Immoral, evil, depraved... that's what porn was to me.

But I adapted. It stopped being disgusting. Merely something embarrasing which made me feel slightly guilty. Like farting in public.

I decided that I was simply a guy who didn't like porn. A sensitive guy. A romantic. Lovemaking and all that crap, that was what I was into. Straight sex was a given. That was why I got off more from watching a documentary about zooplankton than naked women making wierd noises in various contorted positions. Or so I told myself.

I was shocked and repulsed by the whole concept of penetration. The guy couldn't possibly be sticking that thing down that other ass... I thought for a long time it was some trick of the camera. I wondered if it hurt. I was, however, relieved that I wasn't turned on. It seemed to confirm my straightness.

Still, I felt something wasn't quite right. The fact that I wasn't attracted to anything online bothered me. I kept searching adult sites. I told myself it was because I was looking for the visual representation of my ideal sex act. Actually, I was just looking for answers.

Eventually, I found I'd a liking for sex-scenes from mainstream movies, what most people would consider 'softcore' stuff. But I noticed patterns in my preferences which bothered me because they didn't fit neatly into my paradigm despite my efforts:

  • I didn't like lesbian sex at all (rationalization: I'm a romantic. Female-female sex is unnatural);
  • The flick had to show both the girl and the guy for me to be turned on (rationalization: the flick must visualize my ideal pairing);
  • The guy had to be good-looking (rationalization: Naturally the guy had to be good-looking…I was obsessed with the perfect couple, after all…);
  • The guy had to have a nice body (rationalization: ditto as above);
  • I preferred to see more of the guy in the scene than the girl (rationalization: my ideal was of a dominant-male, subservient female relationship, therefore the male should naturally have more visibility as a reflection of this dominance);
  • I started to watch female-oriented porn (rationalization: female flicks capture my ideal better).
  • I liked to hear the guy moan in the sex scenes (you get the idea...)

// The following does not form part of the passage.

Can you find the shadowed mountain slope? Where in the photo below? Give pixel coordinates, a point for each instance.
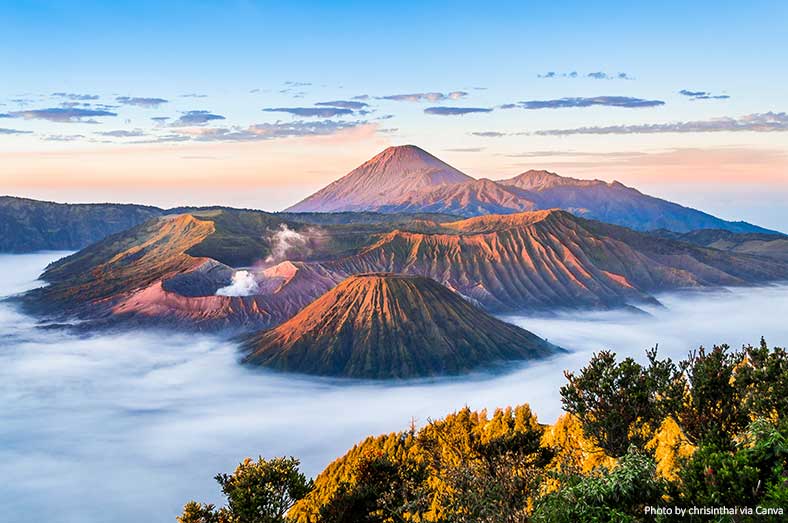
(171, 268)
(768, 245)
(391, 326)
(553, 259)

You can only bend the rules so far before they break, and I ultimately force to confront the irrationality of my rationalization. I settled into a depression. Perhaps I was in fact so obsessed with the ideal, that I was unable to be attracted to males or females, and was therefore some sort of sexless being who’d never be able fall in love.

Fortunately, I caught this destructive thought process in time. Things in my life were beginning to add up. I began to wonder if my deliberate avoidance of gay porn up until then was not so much for moral reasons, or a lack of interest, but out of fear that it would confirm what I was beginning to fear was true. I hesitated.

Then I took the plunge.

I think the first porn-star I started to be interested in was Belami’s Johan. There was a certain carefree, naturalistic aura about him. From there, I wanted to find out more about Johan himself. So I read some of his interviews he’d done. It turned out he was a gay-for-pay porn star (a new concept to me) supporting himself in an economically depressed region in Europe.

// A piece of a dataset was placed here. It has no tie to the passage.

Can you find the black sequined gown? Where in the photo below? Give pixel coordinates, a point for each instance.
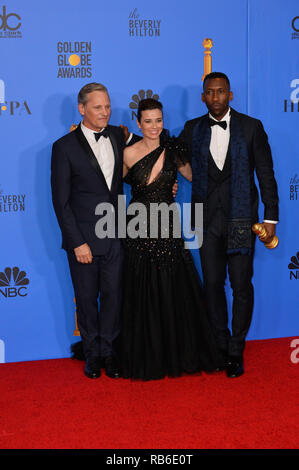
(165, 329)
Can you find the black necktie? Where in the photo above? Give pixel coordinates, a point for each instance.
(222, 124)
(103, 133)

From this, I discovered the first true thing about myself. Knowing the history of a person is absolutely essential to my attraction for people. You can only go so far with sex appeal. Its the story behind the person that, well… makes the person.

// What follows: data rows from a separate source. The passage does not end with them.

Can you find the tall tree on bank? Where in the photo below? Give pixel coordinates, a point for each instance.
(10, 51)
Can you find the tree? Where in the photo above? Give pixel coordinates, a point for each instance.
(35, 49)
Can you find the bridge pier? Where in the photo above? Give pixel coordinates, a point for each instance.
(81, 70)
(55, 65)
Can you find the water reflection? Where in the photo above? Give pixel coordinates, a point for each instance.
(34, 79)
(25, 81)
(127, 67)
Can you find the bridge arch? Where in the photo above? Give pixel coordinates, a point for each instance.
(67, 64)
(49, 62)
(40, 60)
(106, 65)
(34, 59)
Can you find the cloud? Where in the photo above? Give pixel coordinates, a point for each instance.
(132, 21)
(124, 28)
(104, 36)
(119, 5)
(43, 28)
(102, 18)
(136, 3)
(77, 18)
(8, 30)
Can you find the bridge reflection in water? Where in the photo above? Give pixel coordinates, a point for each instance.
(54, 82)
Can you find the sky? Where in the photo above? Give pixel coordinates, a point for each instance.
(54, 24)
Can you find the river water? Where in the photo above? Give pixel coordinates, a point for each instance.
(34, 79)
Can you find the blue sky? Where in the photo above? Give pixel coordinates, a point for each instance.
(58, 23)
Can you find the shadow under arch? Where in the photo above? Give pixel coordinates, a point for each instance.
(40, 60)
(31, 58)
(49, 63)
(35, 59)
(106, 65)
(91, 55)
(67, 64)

Eventually, I discovered a second truth. I’m a sucker for body language. The good porn were the ones which the guys tell you silently “there's more going on here than just sex”. When I can feel the love, I get turned on. Interestingly, most of the best ones are to be found in the "amateur" category where the sex is unscripted.

And then I learned a third and final truth. That when both of these elements, background info and body language come together in a guy-on-guy sex act… then I get really hot and bothered. Way more so than when these elements came together in straight sex.

And that’s how I accepted that I was gay. That’s where I’m at now.

To top this entry off, I thought I’d add another picture of Brad. It seems his boyfriend had strapped him to a tree. Perhaps a strategy to protest current logging practices?